IMHO the biggest problem with WfH is in companies being forced to trust networks/devices outside their control. This makes the attack surface available for a potential intruder way too large.
The real solution is to get rid of corporate intranets- put the LOB apps on the internet or better yet, host them in a cloud or use SaaS. Yes, you’ll still need a guest network/WiFi for when employees actually come to the office, and some businesses will need networks for machinery, but information workers should just use the internet. Side benefit: you don’t have to manage corporate desktops anymore.
For a small business the first thing you should be looking at is Office 365. Put it in the cloud, get rid of the VPN.
I'm having a bit more of a problem with AD. AD wants you to be in the office when you log in for some group policy stuff. We are finding some policies can't be removed remotely! We are investigating Azure AD as the future, but that is more like MDM than AD.
So, from the article at least, the EU requires hard changes from MS regarding data storage. While the Germans are more complaining about the wording in the terms and conditions. Makes sense, I would have been surprised if my valued German administration had come to a different conclusion.
But honestly, this will be a) challenged by MS to defend their Office business in the EU and b) if that challenge doesn't work be solved by some other wording and / or changes to the data storage of Office 365 for EU based costumers.
Until then I have a hard believing all the companies, small to public international ones, will change back to non-cloud services anytime soon.
Almost every week in my business I get told I can't do something because of German law (normally by our local staff), and on closer inspection I find it to be not exactly the case. It is a big joke in the UK!
In this article I find references to the online versions of the Office apps and terms and conditions that the many German regional bodies are arguing over. This sounds like something MS have to sort out with the regulator, not something I have to do.
You make your own judgement, but I have users on 365 in Germany and they are staying there. We do not store customer data on 365.
It's not so much that Office 365 is illegal as much as it is the storing of GDPR sensitive data in it (ie PII of customers and/or employees) because the German government does not trust Microsoft to not share the data with US spy agencies. (And does not trust the US spy agencies to not share sensitive data with other strategically interesting US companies. America First and all that.)

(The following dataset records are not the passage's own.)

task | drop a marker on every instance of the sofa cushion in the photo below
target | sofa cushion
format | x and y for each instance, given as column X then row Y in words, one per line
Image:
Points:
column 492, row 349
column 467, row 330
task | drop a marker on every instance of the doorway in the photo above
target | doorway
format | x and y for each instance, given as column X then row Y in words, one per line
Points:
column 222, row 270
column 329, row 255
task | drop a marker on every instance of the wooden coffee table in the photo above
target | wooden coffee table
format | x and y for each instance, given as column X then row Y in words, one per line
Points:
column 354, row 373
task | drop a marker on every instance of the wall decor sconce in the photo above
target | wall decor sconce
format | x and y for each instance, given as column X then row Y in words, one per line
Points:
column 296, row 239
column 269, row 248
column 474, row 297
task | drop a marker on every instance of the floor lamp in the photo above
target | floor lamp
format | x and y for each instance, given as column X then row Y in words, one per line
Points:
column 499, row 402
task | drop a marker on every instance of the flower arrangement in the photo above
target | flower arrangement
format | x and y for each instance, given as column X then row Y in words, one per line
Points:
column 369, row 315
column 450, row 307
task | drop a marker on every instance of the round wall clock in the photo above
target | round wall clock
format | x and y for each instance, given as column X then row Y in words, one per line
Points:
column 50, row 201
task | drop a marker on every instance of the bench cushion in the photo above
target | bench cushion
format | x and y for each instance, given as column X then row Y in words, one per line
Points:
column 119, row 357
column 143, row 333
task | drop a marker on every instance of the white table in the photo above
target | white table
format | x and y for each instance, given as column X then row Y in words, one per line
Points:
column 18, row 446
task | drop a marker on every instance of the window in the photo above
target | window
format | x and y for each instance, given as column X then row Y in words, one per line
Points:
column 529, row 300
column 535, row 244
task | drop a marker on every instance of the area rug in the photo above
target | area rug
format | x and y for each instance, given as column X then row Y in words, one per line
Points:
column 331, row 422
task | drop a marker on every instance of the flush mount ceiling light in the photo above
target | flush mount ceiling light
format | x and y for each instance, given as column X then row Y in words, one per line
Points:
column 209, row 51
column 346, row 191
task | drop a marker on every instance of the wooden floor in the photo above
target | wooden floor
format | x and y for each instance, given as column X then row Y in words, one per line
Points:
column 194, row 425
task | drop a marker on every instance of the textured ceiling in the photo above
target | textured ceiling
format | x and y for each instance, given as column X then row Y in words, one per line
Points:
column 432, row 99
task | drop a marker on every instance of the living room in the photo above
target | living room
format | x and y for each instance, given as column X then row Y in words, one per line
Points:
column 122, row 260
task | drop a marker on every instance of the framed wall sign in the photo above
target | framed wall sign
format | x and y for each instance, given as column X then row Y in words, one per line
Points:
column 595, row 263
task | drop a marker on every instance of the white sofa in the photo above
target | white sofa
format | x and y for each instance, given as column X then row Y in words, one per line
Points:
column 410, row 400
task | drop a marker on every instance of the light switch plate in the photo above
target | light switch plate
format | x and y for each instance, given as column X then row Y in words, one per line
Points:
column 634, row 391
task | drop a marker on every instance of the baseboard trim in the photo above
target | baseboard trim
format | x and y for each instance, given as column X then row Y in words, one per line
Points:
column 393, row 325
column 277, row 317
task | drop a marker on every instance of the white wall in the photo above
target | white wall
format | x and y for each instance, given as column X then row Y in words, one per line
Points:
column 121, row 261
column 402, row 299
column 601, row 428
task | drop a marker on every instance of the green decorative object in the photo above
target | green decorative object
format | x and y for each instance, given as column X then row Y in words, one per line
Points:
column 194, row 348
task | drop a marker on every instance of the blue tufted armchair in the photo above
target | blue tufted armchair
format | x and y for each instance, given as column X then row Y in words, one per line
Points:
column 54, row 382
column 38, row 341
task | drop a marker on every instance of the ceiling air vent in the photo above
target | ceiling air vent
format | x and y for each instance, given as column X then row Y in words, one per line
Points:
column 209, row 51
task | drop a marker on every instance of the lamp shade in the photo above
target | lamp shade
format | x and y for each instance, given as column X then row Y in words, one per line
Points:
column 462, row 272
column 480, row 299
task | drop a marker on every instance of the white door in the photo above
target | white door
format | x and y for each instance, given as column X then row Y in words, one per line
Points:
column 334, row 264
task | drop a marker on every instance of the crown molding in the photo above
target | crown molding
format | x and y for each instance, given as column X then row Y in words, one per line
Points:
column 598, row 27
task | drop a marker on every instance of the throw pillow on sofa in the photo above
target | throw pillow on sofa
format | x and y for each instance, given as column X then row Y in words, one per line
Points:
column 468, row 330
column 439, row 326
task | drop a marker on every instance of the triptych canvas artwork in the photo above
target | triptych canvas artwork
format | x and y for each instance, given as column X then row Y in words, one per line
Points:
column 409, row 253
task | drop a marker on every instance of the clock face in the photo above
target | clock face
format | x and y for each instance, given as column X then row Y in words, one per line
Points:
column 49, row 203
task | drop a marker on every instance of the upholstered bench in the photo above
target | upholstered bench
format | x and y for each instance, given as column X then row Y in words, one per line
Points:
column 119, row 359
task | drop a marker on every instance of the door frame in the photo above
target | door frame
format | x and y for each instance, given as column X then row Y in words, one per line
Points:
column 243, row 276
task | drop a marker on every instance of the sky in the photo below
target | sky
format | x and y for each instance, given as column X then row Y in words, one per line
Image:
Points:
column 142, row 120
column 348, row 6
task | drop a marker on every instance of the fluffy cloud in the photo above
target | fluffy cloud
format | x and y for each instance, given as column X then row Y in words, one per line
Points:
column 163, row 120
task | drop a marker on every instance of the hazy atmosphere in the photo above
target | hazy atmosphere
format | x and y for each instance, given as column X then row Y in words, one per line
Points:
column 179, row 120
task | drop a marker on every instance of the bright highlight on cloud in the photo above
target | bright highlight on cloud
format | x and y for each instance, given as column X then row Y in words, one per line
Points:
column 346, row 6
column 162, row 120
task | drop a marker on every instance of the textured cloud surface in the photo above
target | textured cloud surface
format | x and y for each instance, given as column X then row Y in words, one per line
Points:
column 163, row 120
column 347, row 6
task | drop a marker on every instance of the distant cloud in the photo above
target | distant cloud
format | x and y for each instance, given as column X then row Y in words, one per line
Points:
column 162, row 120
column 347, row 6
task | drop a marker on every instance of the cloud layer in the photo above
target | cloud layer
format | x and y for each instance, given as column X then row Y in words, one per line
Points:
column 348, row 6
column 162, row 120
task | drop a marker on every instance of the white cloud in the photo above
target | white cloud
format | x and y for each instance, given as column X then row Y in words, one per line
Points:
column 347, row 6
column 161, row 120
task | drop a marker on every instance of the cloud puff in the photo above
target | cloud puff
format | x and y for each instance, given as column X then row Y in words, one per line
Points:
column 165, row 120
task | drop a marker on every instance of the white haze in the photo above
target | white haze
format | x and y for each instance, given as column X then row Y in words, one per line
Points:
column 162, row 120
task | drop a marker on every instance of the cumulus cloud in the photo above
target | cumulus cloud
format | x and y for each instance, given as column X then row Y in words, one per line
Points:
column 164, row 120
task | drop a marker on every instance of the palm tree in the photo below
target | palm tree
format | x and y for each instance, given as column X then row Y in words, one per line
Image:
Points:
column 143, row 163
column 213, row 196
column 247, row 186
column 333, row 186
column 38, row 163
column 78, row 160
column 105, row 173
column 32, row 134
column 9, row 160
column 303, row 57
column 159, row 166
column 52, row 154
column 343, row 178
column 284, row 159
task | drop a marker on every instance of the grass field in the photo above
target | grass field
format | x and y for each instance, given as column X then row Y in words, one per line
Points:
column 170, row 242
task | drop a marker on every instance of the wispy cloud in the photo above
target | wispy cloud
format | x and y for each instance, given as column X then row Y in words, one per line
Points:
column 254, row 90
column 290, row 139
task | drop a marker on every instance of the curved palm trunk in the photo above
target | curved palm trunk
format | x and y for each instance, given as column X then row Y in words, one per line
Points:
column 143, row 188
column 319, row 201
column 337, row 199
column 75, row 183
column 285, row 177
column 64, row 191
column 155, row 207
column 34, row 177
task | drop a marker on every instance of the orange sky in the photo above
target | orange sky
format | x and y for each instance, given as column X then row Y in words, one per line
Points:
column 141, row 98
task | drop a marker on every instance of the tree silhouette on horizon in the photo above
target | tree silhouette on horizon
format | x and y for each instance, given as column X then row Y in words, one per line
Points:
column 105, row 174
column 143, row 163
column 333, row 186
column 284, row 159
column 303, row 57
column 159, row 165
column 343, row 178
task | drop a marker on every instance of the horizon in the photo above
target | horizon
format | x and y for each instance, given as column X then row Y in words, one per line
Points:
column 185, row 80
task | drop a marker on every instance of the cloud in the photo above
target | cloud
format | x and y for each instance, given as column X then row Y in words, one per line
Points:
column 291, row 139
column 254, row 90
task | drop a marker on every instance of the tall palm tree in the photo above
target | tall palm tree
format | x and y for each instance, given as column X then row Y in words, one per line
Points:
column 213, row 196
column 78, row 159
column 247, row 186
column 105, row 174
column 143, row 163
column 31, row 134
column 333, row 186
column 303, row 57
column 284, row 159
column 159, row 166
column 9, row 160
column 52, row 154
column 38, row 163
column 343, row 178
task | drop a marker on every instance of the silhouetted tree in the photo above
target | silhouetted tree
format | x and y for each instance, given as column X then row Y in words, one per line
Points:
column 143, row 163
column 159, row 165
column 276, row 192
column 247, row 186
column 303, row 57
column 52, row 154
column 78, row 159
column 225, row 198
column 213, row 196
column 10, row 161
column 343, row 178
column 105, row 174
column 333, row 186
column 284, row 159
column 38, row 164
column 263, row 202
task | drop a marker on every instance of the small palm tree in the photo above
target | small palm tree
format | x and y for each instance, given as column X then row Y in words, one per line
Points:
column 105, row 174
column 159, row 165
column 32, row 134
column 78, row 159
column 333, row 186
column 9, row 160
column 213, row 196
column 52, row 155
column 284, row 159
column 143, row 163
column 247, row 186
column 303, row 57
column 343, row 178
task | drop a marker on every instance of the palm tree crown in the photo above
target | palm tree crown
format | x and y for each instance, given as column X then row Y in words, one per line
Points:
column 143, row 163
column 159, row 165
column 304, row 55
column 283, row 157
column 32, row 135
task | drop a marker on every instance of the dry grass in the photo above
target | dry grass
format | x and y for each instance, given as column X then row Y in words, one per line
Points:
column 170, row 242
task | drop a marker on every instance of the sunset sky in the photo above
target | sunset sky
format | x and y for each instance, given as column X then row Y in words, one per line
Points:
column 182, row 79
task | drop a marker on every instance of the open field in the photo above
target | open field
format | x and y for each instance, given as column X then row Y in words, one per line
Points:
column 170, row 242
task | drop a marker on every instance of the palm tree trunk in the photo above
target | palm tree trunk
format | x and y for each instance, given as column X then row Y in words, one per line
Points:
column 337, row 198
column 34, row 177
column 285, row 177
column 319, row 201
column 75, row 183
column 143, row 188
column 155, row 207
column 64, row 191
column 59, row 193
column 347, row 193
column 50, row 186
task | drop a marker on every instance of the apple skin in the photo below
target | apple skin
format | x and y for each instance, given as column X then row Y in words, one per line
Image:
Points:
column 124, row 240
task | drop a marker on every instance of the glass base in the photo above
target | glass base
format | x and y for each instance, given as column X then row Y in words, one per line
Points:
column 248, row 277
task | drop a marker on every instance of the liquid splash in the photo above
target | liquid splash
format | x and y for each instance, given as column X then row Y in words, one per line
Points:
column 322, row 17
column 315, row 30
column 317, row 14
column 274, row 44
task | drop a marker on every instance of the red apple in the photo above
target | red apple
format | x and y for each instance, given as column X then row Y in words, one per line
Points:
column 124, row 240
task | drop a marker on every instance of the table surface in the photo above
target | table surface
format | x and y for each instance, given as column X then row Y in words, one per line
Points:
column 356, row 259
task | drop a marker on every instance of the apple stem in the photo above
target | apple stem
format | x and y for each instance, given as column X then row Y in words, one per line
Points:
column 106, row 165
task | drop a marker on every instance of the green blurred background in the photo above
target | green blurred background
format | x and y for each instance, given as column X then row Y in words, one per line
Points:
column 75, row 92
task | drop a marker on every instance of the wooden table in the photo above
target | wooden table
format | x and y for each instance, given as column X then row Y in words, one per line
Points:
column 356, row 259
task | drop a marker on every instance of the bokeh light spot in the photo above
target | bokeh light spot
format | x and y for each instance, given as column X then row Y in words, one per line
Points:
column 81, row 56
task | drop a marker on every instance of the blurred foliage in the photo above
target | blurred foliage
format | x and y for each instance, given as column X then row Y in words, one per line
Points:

I know that, but (certainly from the viewpoint of the German government) that is a problem for Microsoft and the Office 365 team, not for Germany and its citizens.
With core services to employees (e.g., email, calendar, office tools, filesharing, chat, collaboration, etc.) either serviced as a SaaS solution (e.g., GSuite, Office365, Slack, etc.) or hosted as VMs in a cloud provider (Exchange Server but on an Azure VM), the security moves to the application and the whole "walled castle" corporate network goes away. Then so do your VPN bandwidth problems.